November 2023: Sorry, how much?
An example of the iconic Countach has sold at auction for a cool $2 million in Australian dollars – comfortably shading the previous best auction result of AU$1.17 million, set in January 2023.
The twist here, though, is that the new record holder is the deliberately and properly wrecked Countach that starred in the modern classic, Martin Scorsese's The Wolf of Wall Street.
If you've seen the film, you'll recall the scene.
If you haven't, this is no great spoiler: Leonardo DiCaprio's character, stockbroker Jordan Belfort, speeds off in his Countach after sucking down a metric ton of illicit party tricks and proceeds to drive it into everything he can and probably can't see.
To be fair, even in its wrecked state, this very authentic – not a mock-up – Countach 25th Anniversary would make one hell of a centrepiece in a grand foyer somewhere.
As for its price, well, I imagine its connection to the film, its legendary director and popular cast would've helped push it to that new record figure.
The other of the two Countachs used in the film – an undamaged example – will also go to auction in December, so it'll be interesting to see what number it achieves...
By the way, does anybody know how much that gold-plated Countach sold for, back in 2017? Struggling to find a result! (Scroll down 👇)
Get some more Countach reading
2017: Lamborghini Countach for sale with gold-plated interior
RM Sotheby’s Villa Erba auction is the very acme of refined good taste.
The 19th century mansion, set on the shore of Italy’s Lake Como, plays host to some of the most elegant classic cars once a year, where immaculately groomed guests can pick at unpronounceable finger food, guffaw conspicuously and wear red trousers without fear of public ridicule.
It’s also where this 1987 Lamborghini Countach QV is being sold.
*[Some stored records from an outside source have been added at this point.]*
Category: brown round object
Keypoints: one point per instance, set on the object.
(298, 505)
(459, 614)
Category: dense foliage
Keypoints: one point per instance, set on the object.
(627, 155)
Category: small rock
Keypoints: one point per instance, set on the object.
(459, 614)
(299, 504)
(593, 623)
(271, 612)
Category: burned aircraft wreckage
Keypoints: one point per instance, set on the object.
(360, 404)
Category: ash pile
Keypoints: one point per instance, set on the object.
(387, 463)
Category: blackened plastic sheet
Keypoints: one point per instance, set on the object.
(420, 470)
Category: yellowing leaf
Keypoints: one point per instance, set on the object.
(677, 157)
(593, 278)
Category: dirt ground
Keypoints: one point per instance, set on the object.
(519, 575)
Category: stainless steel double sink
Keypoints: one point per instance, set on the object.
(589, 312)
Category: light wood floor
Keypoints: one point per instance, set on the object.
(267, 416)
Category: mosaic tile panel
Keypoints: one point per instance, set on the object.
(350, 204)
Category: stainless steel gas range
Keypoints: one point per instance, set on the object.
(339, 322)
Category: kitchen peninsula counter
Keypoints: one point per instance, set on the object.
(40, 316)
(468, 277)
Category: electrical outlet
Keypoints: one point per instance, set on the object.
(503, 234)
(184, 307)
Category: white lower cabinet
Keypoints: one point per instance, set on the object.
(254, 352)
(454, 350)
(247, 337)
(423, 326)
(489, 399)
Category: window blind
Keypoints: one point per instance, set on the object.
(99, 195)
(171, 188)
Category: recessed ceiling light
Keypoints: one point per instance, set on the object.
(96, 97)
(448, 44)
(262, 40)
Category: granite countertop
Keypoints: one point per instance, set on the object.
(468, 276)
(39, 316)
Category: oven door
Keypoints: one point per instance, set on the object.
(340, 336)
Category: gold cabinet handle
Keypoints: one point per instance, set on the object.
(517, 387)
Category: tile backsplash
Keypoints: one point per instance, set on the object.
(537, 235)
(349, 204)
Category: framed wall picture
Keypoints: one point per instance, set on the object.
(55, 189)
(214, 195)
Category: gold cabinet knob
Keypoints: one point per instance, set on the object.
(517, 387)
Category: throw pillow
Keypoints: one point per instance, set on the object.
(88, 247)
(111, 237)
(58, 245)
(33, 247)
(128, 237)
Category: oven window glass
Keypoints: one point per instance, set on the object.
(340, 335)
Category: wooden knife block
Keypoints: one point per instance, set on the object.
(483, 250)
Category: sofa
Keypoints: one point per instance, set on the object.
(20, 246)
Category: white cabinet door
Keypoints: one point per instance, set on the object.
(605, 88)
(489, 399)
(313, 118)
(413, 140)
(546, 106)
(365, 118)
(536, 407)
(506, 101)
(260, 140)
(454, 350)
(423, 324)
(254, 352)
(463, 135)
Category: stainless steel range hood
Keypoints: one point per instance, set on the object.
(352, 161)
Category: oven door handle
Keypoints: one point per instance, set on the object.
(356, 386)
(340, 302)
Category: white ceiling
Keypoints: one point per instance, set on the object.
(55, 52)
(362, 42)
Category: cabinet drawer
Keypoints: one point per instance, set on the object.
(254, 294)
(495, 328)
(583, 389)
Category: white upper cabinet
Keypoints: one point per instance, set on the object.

At first it looks the authentic Jay-Z deal.
“Cocaine seats, all white like I got the whole thing bleached,” as Mr Z might say if he hadn’t been rapping about a Rolls Royce Corniche instead.
And then you look inside and recoil with horror as you realise that the dashboard, steering column and gated gearshift has been plated in 14-carat gold.
It probably hasn’t escaped your attention that the Countach has often attracted a certain clientele. Rod Stewart owned one. Mike Tyson was a customer as was Duran Duran’s Simon Le Bon. Then there’s Prince Jefri of Brunei, a man with a superyacht called Tits and twin tenders on the back called Nipple 1 and Nipple 2. These are not men encumbered with an excess of refined taste.
Countachs are cars that you had on your bedroom wall as a kid, when you thought that you could live solely on a diet of foam banana lollies and that you’d be rendered irresistible to the opposite sex if you actually owned a functional lightsaber.
There are exceptions, but Countachs are usually bought by people who haven’t progressed far beyond this worldview.
It’s hard to understand quite where the motivation to gold plate the Lambo’s cabin came from though. With typical understatement, RM Sotheby’s simply claim that the car’s Dutch owner sent it to Lamborghini Polo Storico for a bare metal restoration that included the gold work inside. Dutch. Gold. It could really only be one person.